How you reseal stamped concrete will depend on the type of concrete sealer currently down, and what you want the stamped concrete to look like once sealed.
Best Practice Tips For Reapplying A Concrete Sealer On Stamped Concrete
Water Based Acrylic Sealer: If the stamped concrete is currently sealed with a water based acrylic sealer, it is best practice to maintain the surface by reapplying with only a water-based concrete sealer. You can't apply a solvent based acrylic sealer over a water based acrylic sealer because the solvents will chemically react and attack the water based product, resulting in coating failure. The only way a solvent based acrylic sealer can be applied to stamped concrete previously sealed with a water based acrylic is if the water based acrylic sealer has been completely removed. Water based acrylics will provide a low to high gloss finish without enhancing or darkening the color of the concrete.
Solvent Based Acrylic Sealer: If the stamped concrete is currently sealed with a solvent based acrylic sealer, it is best practice to maintain the surface by reapplying with only a solvent-based concrete sealer. Normally there is no other prep required other than making sure the surface is clean and dry. Solvent based acrylics will provide a low to high gloss finish, and will darken the stamped concrete to make it look wet.
Penetrating Sealer: If you previously applied a penetrating sealer such as a Silane-Siloxane water repellent, and you want to reseal it with a water repellent sealer, you can often times reseal it with a solvent based Silane-Siloxane water repellent so long as the stamped concrete no longer beads. Water based water repellents will run into issues with penetrating, but solvent based water repellents can usually penetrate without issue. Water repellent sealers are typically reapplied every 7-10 years.

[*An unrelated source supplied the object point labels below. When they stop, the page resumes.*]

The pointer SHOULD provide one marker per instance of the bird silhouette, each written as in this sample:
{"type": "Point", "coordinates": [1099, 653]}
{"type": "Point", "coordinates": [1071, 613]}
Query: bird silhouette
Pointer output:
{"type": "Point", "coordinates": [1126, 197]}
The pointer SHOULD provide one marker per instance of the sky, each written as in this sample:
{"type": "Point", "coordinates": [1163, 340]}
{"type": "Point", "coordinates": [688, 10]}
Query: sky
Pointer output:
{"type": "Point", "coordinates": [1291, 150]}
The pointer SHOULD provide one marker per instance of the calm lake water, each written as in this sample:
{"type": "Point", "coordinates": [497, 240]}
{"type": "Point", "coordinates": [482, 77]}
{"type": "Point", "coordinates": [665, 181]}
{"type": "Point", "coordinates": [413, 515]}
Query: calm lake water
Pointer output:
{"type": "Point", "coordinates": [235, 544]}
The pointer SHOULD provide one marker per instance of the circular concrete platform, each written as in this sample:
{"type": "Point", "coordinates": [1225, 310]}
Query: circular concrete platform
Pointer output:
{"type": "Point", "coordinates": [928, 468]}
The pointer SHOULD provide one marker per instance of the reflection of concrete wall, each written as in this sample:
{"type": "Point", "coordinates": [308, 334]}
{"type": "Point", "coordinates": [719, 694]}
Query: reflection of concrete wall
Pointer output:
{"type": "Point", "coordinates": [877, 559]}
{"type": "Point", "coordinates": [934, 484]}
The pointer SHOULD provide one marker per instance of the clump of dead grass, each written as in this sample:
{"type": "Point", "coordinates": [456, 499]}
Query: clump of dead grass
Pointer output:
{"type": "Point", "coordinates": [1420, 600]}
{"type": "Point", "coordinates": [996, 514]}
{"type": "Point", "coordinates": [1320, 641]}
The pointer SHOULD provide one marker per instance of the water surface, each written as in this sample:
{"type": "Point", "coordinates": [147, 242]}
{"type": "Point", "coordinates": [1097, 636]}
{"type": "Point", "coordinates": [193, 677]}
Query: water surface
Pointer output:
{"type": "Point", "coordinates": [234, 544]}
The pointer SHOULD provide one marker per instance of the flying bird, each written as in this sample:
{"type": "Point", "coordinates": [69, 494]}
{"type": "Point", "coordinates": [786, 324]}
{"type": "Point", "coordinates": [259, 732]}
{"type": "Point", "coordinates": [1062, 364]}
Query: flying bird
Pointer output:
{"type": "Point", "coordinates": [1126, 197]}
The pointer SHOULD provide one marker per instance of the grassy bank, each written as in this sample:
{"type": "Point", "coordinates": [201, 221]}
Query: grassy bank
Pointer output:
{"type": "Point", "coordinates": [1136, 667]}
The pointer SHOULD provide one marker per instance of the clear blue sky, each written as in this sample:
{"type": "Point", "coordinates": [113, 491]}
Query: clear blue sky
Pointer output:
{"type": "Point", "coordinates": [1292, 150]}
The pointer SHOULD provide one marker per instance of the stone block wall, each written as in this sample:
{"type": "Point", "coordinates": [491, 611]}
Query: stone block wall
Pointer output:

- SX5000: Water Repellent Sealer
Unsure: If you aren't sure what your stamped concrete is currently sealed with, you want to run a quick Xylene/Xylol test. Find an area where the sealer is still visible and mark off a 1 FT X 1 FT area. Keeping the roller wet with Xylene/Xylol, roll over the area until it gets tacky. If the surface gets sticky/tacky, leave it to dry for 24 hours. If nothing happens after a couple of minutes, leave the area to dry 24 hours. The next day, if the sealer looks the same or better, you most likely have a solvent based acrylic sealer down. If the area looks worse, has turned white, or has delaminated, you most likely have a water based acrylic sealer down. If you can no longer see the sealer to do the Xylene test, and it is has been at least 5 years since being sealed, this test may not be necessary. The old sealer is most likely gone and a simply pressure washing is all that is needed. If the old sealer is gone, you are normally free to recoat with any type of sealer you'd like.
Regardless of what the stamped concrete is currently sealed with, or what it will be resealed with, it is always suggest to apply the new sealer to a test area first to verify finish, compatability, and adhesion.